As the UK prepares for the release of its first 4G service next month, PCR takes a look at the technology and what users need to know

4G: What you need to know

Following the news this week that telecoms provider Everything Everywhere has been granted permission to roll out its 4G services, it has certainly become the hot topic of the week.

However, there are many who are still unaware of what exactly 4G is and what the technology brings to the table.

As the service is unleashed for the first time in the UK next month, lets run down what benefits users can expect.


Widely recognised as 4G or LTE (Long Term Evolution), the service is a significant upgrade on the currently used 3G service and is specifically designed to handle mobile data and internet more efficiently, which provides users with a more reliable and stable connection.
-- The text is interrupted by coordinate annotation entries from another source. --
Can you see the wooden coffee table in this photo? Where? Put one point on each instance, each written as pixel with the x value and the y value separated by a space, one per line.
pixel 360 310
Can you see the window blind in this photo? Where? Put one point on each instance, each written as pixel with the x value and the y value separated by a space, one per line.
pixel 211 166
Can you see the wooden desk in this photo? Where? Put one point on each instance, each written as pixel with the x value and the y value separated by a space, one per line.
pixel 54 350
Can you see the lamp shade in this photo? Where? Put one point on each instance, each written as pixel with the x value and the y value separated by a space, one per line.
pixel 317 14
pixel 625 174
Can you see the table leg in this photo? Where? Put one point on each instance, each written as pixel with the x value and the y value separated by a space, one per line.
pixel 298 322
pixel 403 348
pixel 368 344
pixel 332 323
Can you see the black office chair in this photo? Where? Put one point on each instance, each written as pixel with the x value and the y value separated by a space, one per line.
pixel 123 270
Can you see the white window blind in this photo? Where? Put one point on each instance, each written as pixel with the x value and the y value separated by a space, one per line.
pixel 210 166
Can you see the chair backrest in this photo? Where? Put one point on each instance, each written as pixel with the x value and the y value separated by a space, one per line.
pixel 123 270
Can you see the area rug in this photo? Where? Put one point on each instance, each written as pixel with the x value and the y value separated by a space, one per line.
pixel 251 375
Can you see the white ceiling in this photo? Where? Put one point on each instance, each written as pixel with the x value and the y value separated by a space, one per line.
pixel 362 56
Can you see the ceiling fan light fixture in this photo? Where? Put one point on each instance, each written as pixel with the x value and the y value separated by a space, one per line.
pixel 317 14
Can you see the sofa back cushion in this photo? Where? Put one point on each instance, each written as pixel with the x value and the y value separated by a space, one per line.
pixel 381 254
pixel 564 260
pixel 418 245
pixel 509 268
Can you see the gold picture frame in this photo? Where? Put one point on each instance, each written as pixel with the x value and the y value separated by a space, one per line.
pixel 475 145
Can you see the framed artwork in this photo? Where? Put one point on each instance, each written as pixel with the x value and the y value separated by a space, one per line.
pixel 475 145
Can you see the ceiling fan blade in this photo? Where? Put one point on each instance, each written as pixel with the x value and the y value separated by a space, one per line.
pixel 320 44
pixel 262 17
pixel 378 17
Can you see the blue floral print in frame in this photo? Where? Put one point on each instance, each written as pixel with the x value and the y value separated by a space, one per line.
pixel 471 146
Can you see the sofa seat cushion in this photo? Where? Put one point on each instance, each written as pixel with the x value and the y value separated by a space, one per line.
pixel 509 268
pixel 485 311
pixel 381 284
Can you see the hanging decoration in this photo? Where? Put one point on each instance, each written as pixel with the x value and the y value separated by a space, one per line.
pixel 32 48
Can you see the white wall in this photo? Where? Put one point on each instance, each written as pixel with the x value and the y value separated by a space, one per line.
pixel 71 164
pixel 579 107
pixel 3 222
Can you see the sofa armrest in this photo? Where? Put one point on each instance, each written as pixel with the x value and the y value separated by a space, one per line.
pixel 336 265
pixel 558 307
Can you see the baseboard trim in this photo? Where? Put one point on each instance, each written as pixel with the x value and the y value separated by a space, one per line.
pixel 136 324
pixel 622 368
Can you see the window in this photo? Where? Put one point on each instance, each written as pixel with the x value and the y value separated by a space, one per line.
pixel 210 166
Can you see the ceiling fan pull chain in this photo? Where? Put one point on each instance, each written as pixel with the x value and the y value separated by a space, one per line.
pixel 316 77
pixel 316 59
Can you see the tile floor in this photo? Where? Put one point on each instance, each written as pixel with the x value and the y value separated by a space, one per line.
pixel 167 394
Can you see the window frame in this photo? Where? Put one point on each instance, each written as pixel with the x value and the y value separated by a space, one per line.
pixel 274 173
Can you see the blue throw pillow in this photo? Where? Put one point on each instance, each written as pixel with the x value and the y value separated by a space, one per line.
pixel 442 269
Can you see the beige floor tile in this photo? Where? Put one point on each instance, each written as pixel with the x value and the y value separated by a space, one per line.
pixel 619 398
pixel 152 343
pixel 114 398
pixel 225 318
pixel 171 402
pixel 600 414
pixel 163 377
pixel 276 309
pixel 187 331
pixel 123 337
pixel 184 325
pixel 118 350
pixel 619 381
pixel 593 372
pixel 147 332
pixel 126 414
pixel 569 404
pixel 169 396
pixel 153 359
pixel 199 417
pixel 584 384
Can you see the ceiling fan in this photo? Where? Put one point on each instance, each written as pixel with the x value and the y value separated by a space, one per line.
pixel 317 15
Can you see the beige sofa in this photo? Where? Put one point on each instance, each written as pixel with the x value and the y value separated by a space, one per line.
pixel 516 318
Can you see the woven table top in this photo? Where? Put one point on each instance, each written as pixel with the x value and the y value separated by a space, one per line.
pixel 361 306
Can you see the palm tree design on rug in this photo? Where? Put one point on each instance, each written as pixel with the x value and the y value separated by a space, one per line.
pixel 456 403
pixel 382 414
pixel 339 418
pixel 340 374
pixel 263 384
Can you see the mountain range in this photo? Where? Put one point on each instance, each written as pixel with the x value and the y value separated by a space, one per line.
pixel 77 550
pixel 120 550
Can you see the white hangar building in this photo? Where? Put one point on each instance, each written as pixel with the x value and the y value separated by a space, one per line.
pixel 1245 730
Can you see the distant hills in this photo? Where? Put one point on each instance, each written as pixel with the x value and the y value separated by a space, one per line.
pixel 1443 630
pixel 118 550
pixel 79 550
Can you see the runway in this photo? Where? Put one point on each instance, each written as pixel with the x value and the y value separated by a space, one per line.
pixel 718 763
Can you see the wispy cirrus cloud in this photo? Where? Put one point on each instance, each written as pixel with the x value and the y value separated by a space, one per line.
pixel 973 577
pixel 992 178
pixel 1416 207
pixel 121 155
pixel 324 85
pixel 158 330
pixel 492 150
The service is certainly overdue, particularly within the UK, as mobile data across the globe increases 250% year on year, whilst over 40 countries are already benefiting from the service.

These countries range from the usual suspects such as USA, Russia and Japan, all the way to – perhaps surprisingly, countries including Angola, Kyrgyzstan and Tanzania.

As smartphones, tablets and other mobile devices become an increasingly essential part of our lives, the need for 4G has never been greater – and it’s not just to send that tweet faster or video chat for longer.

Most of these countries have heavily invested in 4G for the economic growth it promises to bring, as businesses connect with a greater worldwide audience and benefit from a faster, more reliable connection.

Of course, the benefits are for the consumer are certainly there too, pure and simple. An improved data service will allow users to do more of their favourite things, whether its watching TV, streaming audio and video, accessing social media or gaming on the go.

However, in order to benefit from the new service, consumers will have to fork out for a 4G capable device, such as the upcoming iPhone 5, which is heavily rumoured to feature LTE technology and be 4G ready.

Whilst most current 3G data plans are limited or restricted in some way or another, it is still unclear as to whether or not providers will limit their 4G services in the same way. It was announced this week that T-Mobile would offer truly unlimited data through its 4G service from September 5th, so it would be difficult to imagine rival providers not offering a similar service.


The UK is well behind its European neighbours in terms of introducing its 4G infrastructure, as Sweden became the first European country to unleash its 4G services nearly four years ago.

Prior to this week’s announcement by Ofcom that Everything Everywhere would be allowed to offer its 4G services in September, the telecoms regulator had stated that it would be at least 2013 until the UK would see its first 4G services.

The reason for this being the service’s need for bandwidth (or spectrum as it is often called) from both the government and private investment.

As the parent company of both Orange and T-Mobile, Everything Everywhere has been granted permission to use its existing bandwidth to offer its 4G services, whilst Ofcom plans to auction of remaining bandwidth at the beginning of next year to other UK telecoms providers.

Because of this, many UK providers have hit back during the week at Ofcom’s decision to allow Everything Everywhere to launch its 4G services next month and essentially gain a head-start in the market.

There has been much discussion as to whether or not the company will benefit from this unrivaled opportunity and if – once other company’s roll out their services next year – will be able to catch up and claim a place within the new market.

4G is set to significantly upgrade the UK’s digital infrastructure and stage an evolution of mobile network technology, which will greatly benefit both consumers and businesses alike.